African-American Heritage Center
“There are black people in Kentucky?” It’s a question I often get when traveling outside the Bluegrass. It was during Gov. Paul Patton’s term when plans were first announced to build a center that would trace and highlight the erased history of black Kentuckians. Since then, it has been a sad saga in which the project has switched off again, on again, off again. This year is the best hope for the project, now that the state’s audit has vindicated the center’s management. Gov. Steve Beshear said $5.5 million has been secured to finish the project. Someday. Maybe. Hopefully? (www.kcaah.org)

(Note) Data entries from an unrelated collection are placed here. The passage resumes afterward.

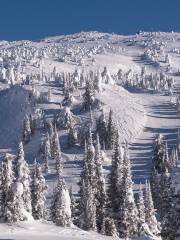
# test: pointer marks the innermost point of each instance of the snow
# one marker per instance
(139, 114)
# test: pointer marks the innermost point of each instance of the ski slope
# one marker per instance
(139, 114)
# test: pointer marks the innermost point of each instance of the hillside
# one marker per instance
(137, 77)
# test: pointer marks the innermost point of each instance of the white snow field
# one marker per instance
(139, 113)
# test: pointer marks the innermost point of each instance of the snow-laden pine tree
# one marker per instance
(160, 156)
(88, 96)
(73, 205)
(111, 131)
(115, 187)
(86, 208)
(128, 218)
(38, 188)
(150, 216)
(61, 205)
(109, 227)
(22, 176)
(7, 178)
(141, 212)
(165, 194)
(100, 191)
(56, 151)
(72, 137)
(169, 224)
(66, 118)
(46, 152)
(102, 129)
(26, 129)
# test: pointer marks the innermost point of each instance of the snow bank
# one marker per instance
(14, 104)
(128, 111)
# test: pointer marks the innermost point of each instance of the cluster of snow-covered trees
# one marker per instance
(107, 204)
(22, 192)
(158, 82)
(163, 192)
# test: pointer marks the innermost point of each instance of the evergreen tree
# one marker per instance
(88, 96)
(73, 205)
(46, 152)
(100, 192)
(128, 219)
(160, 157)
(37, 192)
(56, 151)
(26, 129)
(72, 137)
(111, 131)
(109, 227)
(141, 212)
(7, 178)
(115, 188)
(86, 215)
(61, 205)
(150, 211)
(22, 176)
(102, 129)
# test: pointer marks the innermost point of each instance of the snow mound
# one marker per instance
(129, 113)
(14, 105)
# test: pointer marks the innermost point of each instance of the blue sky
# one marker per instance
(34, 19)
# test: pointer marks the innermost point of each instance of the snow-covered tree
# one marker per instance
(26, 129)
(128, 219)
(100, 192)
(22, 176)
(109, 227)
(38, 188)
(88, 96)
(61, 205)
(141, 212)
(150, 216)
(7, 178)
(101, 126)
(115, 187)
(111, 131)
(72, 137)
(56, 151)
(46, 152)
(66, 118)
(86, 212)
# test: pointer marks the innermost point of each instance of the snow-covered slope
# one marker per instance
(139, 113)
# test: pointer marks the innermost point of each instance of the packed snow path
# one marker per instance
(162, 118)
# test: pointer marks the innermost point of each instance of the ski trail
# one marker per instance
(161, 118)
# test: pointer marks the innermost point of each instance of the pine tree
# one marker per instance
(72, 137)
(169, 225)
(127, 222)
(88, 96)
(102, 129)
(150, 211)
(73, 205)
(38, 188)
(160, 157)
(56, 151)
(115, 188)
(22, 176)
(46, 152)
(66, 118)
(86, 215)
(111, 131)
(100, 192)
(61, 205)
(141, 212)
(109, 227)
(7, 178)
(26, 129)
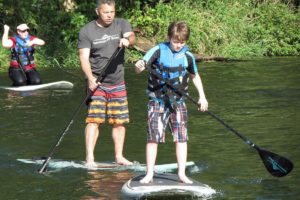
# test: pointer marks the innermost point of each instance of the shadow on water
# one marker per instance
(259, 98)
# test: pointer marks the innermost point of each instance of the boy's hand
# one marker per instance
(140, 66)
(124, 42)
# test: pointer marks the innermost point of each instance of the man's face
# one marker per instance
(106, 14)
(177, 45)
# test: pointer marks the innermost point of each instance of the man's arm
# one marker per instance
(84, 54)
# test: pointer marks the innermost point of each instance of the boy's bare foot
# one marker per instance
(147, 179)
(123, 161)
(90, 165)
(185, 179)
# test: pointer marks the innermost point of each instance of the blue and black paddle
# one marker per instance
(276, 165)
(87, 97)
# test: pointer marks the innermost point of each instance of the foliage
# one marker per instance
(226, 28)
(231, 28)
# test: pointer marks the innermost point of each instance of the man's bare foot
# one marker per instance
(123, 161)
(185, 179)
(147, 179)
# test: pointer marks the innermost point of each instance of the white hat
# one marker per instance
(22, 27)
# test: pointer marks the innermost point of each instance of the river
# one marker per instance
(259, 98)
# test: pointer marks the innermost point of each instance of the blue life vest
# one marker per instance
(172, 66)
(21, 53)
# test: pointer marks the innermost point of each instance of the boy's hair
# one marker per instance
(179, 31)
(109, 2)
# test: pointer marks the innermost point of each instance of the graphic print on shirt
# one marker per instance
(106, 38)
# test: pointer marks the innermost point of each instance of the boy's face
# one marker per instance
(177, 45)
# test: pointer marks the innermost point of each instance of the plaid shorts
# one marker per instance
(159, 117)
(108, 103)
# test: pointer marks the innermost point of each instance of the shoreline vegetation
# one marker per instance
(228, 30)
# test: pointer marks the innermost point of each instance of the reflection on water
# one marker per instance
(258, 98)
(106, 185)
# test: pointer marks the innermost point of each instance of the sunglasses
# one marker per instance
(26, 30)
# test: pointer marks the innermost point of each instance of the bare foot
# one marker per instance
(147, 179)
(90, 165)
(123, 161)
(185, 179)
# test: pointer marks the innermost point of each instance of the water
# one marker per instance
(259, 98)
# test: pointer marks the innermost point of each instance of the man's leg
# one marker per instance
(91, 135)
(118, 135)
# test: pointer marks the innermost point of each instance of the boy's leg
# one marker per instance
(181, 154)
(151, 152)
(91, 136)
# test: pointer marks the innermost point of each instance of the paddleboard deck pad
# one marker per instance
(59, 85)
(57, 164)
(165, 185)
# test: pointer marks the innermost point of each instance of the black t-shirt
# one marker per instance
(103, 42)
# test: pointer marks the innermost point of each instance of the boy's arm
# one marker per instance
(150, 57)
(199, 86)
(6, 42)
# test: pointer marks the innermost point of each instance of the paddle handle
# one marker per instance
(99, 79)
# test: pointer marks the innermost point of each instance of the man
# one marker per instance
(22, 68)
(98, 40)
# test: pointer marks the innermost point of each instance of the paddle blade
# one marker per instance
(277, 165)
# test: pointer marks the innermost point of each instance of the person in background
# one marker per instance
(170, 61)
(22, 70)
(97, 42)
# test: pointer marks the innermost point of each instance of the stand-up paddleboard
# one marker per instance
(109, 166)
(59, 85)
(165, 185)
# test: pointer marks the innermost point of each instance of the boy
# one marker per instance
(173, 62)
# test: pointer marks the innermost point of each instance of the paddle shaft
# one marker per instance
(99, 79)
(247, 141)
(276, 165)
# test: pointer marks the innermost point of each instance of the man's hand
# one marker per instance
(6, 28)
(124, 42)
(203, 104)
(140, 66)
(93, 84)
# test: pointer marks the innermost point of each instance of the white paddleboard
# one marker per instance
(59, 85)
(109, 166)
(165, 185)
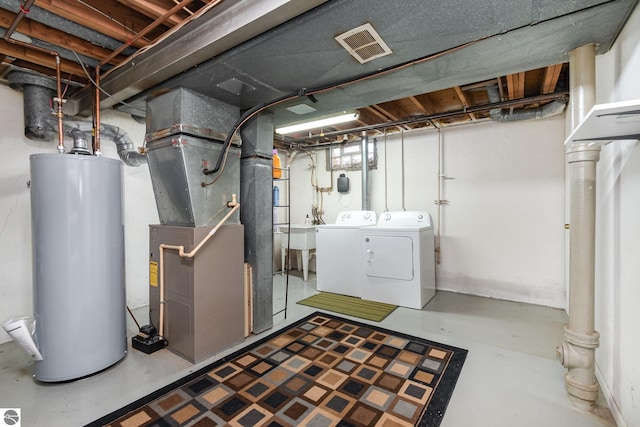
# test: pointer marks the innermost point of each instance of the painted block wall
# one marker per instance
(618, 237)
(503, 227)
(15, 210)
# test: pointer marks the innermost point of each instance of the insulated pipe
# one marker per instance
(365, 172)
(234, 205)
(577, 352)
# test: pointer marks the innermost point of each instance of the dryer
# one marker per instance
(337, 252)
(397, 259)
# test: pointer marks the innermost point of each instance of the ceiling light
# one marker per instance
(327, 121)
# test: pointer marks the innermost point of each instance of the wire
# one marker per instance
(95, 84)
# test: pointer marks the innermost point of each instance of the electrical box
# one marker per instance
(343, 184)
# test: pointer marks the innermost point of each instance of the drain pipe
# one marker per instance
(577, 352)
(365, 172)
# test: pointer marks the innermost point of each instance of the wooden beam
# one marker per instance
(387, 114)
(82, 80)
(152, 10)
(465, 101)
(84, 15)
(55, 37)
(515, 85)
(40, 58)
(550, 78)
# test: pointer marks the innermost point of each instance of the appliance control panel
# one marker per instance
(357, 218)
(405, 218)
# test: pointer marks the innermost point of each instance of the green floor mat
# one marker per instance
(350, 306)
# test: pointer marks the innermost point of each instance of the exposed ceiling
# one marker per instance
(449, 62)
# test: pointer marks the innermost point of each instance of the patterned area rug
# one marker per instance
(351, 306)
(321, 371)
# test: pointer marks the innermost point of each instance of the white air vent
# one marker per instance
(363, 43)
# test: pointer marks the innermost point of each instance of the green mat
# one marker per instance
(350, 306)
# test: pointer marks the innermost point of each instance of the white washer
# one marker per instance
(337, 249)
(397, 258)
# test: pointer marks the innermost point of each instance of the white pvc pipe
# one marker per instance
(232, 204)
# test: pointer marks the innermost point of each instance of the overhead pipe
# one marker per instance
(429, 118)
(146, 30)
(402, 166)
(24, 9)
(498, 114)
(577, 351)
(96, 114)
(124, 145)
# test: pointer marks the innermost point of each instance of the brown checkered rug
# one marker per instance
(322, 371)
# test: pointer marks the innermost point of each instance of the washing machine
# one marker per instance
(337, 249)
(397, 259)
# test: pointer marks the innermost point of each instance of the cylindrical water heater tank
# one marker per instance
(78, 264)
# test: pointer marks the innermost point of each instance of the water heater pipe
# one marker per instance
(24, 9)
(126, 151)
(386, 162)
(234, 205)
(402, 166)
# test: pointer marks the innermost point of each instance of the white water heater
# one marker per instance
(78, 264)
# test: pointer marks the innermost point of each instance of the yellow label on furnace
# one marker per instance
(153, 273)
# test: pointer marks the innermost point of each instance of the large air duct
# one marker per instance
(542, 112)
(181, 142)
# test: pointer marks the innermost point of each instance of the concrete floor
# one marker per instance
(511, 376)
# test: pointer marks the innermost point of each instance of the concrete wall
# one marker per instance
(618, 237)
(15, 210)
(503, 229)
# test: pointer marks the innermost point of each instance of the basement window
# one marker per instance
(349, 156)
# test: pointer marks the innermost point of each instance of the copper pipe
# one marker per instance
(96, 116)
(59, 101)
(24, 9)
(148, 28)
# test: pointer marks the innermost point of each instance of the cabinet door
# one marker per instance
(388, 257)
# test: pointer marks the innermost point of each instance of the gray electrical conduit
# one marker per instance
(126, 149)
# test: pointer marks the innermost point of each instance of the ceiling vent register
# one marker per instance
(364, 43)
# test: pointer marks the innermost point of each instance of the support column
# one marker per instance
(577, 352)
(365, 171)
(256, 183)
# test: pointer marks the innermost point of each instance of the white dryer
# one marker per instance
(337, 252)
(398, 259)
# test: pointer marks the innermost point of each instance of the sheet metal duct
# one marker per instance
(180, 145)
(434, 47)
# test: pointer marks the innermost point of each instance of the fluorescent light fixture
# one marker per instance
(327, 121)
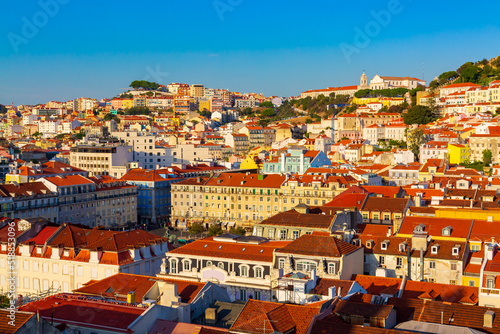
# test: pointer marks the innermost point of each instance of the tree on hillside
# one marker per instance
(470, 74)
(487, 156)
(215, 229)
(195, 228)
(266, 104)
(144, 84)
(237, 230)
(417, 138)
(419, 115)
(268, 112)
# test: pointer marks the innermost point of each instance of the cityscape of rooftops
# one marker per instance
(232, 166)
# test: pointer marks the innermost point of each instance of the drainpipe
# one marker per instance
(421, 264)
(408, 255)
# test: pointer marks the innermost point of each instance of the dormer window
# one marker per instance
(402, 247)
(447, 231)
(420, 228)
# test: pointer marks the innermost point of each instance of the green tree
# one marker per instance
(195, 228)
(80, 135)
(266, 104)
(108, 117)
(238, 230)
(4, 301)
(268, 112)
(433, 84)
(419, 115)
(138, 111)
(487, 157)
(417, 139)
(215, 229)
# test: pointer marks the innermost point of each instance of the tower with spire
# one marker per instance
(363, 82)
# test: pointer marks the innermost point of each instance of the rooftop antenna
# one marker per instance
(423, 69)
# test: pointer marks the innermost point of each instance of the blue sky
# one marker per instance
(93, 48)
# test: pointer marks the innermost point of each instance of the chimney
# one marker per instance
(131, 297)
(418, 201)
(331, 292)
(490, 251)
(489, 316)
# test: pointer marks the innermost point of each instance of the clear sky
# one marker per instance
(64, 49)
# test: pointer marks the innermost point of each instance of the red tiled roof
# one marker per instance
(284, 318)
(19, 320)
(220, 249)
(317, 245)
(74, 310)
(434, 226)
(117, 287)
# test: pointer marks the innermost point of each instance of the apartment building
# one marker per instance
(29, 200)
(242, 265)
(116, 202)
(296, 160)
(259, 136)
(29, 172)
(62, 258)
(145, 151)
(480, 142)
(154, 194)
(229, 197)
(190, 153)
(100, 160)
(196, 90)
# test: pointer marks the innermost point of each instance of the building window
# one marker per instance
(306, 266)
(244, 271)
(270, 233)
(257, 295)
(243, 294)
(258, 272)
(173, 266)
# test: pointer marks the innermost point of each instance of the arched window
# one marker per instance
(173, 266)
(259, 272)
(306, 266)
(244, 270)
(186, 265)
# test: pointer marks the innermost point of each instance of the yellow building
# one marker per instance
(204, 105)
(458, 153)
(127, 103)
(250, 163)
(364, 100)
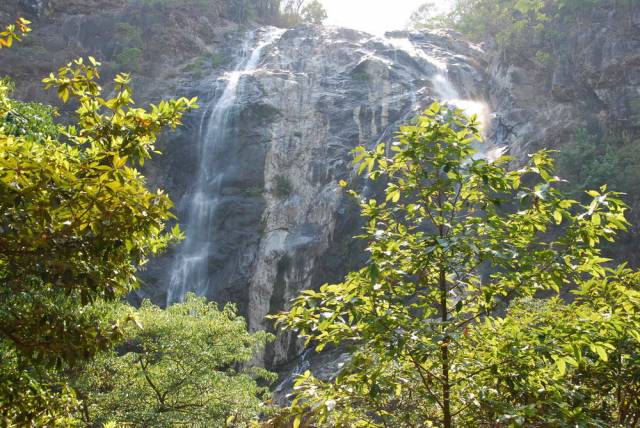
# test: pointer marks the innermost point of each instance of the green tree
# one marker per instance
(314, 13)
(182, 365)
(77, 221)
(446, 250)
(548, 363)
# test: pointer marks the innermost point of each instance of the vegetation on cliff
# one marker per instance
(77, 222)
(486, 300)
(448, 323)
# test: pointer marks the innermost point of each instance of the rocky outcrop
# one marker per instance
(280, 223)
(591, 82)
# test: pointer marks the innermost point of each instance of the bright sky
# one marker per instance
(372, 16)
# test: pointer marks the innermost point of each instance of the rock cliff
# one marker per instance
(254, 173)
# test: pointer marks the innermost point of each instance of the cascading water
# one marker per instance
(190, 270)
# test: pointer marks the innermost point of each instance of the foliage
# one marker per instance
(446, 250)
(14, 32)
(574, 364)
(183, 365)
(314, 13)
(516, 25)
(77, 222)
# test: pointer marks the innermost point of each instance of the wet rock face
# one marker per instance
(594, 83)
(281, 223)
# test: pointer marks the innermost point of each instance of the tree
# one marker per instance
(454, 240)
(77, 222)
(182, 365)
(314, 13)
(549, 363)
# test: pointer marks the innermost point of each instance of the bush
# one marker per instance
(179, 366)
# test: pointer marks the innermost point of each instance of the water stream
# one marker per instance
(190, 269)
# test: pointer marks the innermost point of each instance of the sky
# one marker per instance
(372, 16)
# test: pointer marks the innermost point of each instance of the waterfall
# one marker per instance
(445, 90)
(190, 270)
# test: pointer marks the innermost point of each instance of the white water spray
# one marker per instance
(190, 270)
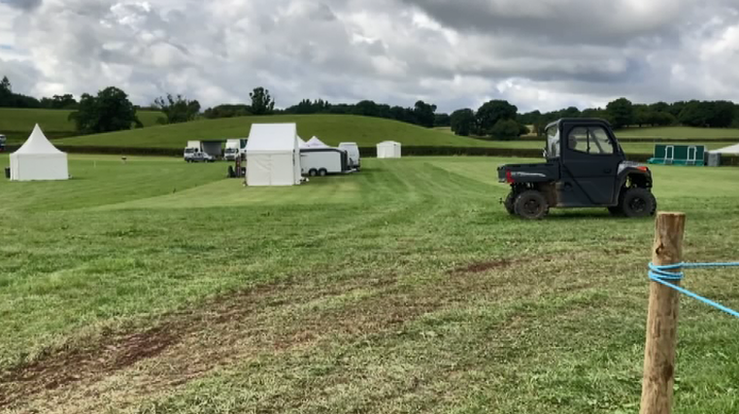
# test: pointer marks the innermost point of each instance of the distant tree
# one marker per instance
(261, 102)
(442, 120)
(506, 129)
(109, 111)
(463, 122)
(622, 112)
(424, 114)
(177, 109)
(491, 112)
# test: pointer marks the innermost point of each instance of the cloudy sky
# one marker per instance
(538, 54)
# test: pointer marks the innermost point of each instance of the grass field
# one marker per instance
(160, 287)
(17, 124)
(331, 129)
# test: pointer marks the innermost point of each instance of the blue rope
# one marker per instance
(665, 275)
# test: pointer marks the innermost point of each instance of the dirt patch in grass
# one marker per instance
(125, 368)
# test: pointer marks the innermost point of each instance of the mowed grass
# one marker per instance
(331, 129)
(160, 287)
(17, 124)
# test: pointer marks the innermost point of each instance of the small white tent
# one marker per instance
(315, 143)
(273, 155)
(38, 160)
(388, 149)
(734, 149)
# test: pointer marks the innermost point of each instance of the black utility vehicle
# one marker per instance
(585, 167)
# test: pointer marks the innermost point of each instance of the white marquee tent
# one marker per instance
(734, 149)
(273, 155)
(315, 143)
(38, 160)
(388, 149)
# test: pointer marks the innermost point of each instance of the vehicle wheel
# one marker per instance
(531, 205)
(638, 202)
(616, 211)
(509, 201)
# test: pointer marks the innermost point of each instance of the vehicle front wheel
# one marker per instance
(638, 202)
(509, 201)
(531, 205)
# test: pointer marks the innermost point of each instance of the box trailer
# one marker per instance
(324, 161)
(352, 150)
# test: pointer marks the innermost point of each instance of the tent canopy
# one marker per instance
(38, 160)
(316, 143)
(734, 149)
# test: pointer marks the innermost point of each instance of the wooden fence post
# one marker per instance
(659, 354)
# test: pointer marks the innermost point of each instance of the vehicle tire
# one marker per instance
(531, 205)
(509, 203)
(638, 202)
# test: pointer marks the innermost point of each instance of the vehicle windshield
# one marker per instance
(553, 142)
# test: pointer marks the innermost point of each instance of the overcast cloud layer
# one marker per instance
(538, 54)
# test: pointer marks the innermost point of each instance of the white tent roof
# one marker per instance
(316, 143)
(734, 149)
(272, 138)
(37, 143)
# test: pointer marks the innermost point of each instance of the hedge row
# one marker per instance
(367, 152)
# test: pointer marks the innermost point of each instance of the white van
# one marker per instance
(352, 150)
(323, 161)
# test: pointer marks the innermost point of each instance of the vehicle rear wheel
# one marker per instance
(531, 205)
(638, 202)
(509, 201)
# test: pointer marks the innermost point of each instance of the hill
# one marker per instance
(332, 129)
(17, 124)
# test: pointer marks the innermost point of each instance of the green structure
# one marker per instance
(668, 154)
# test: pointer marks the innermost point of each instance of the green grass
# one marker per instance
(331, 129)
(157, 286)
(17, 124)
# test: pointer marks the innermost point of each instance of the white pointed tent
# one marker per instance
(273, 155)
(38, 160)
(734, 149)
(315, 143)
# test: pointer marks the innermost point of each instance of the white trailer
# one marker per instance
(324, 161)
(352, 150)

On occasion, thinking is appreciated. Annually, we in Louisville pause to talk about innovative ideas for a week with thinkers from around the globe. It should be a more common practice in a city that desperately needs to think outside itself — whether it’s bridges or graffiti walls. It hasn’t gotten the attention of last week’s Ryder Cup or the Kentucky Derby — it’s going on right now — but one can see this becoming an important gathering. Someday. Maybe. Hopefully? (www.ideafestival.com)
Expressions of You
The fury and creativity of spoken word poetry may have dimmed on the East Coast, but it still burns bright on Saturday nights at the little coffeehouse that could. For over five years on an illuminated corner of 18th & Muhammad Ali, Expressions of You, founded by James and Camille Linton, has been a small pepper of culture in the Russell neighborhood. Their noted guests are eclectic – Mike Tyson and Cornel West both packed the house. It can be difficult for a venue to simultaneously appeal to families, house Alcoholics Anonymous meetings and entertain young adults uninterested in nightclubs, Fourth Street Live or Bardstown/Baxter. Somehow, the Lintons keep it going.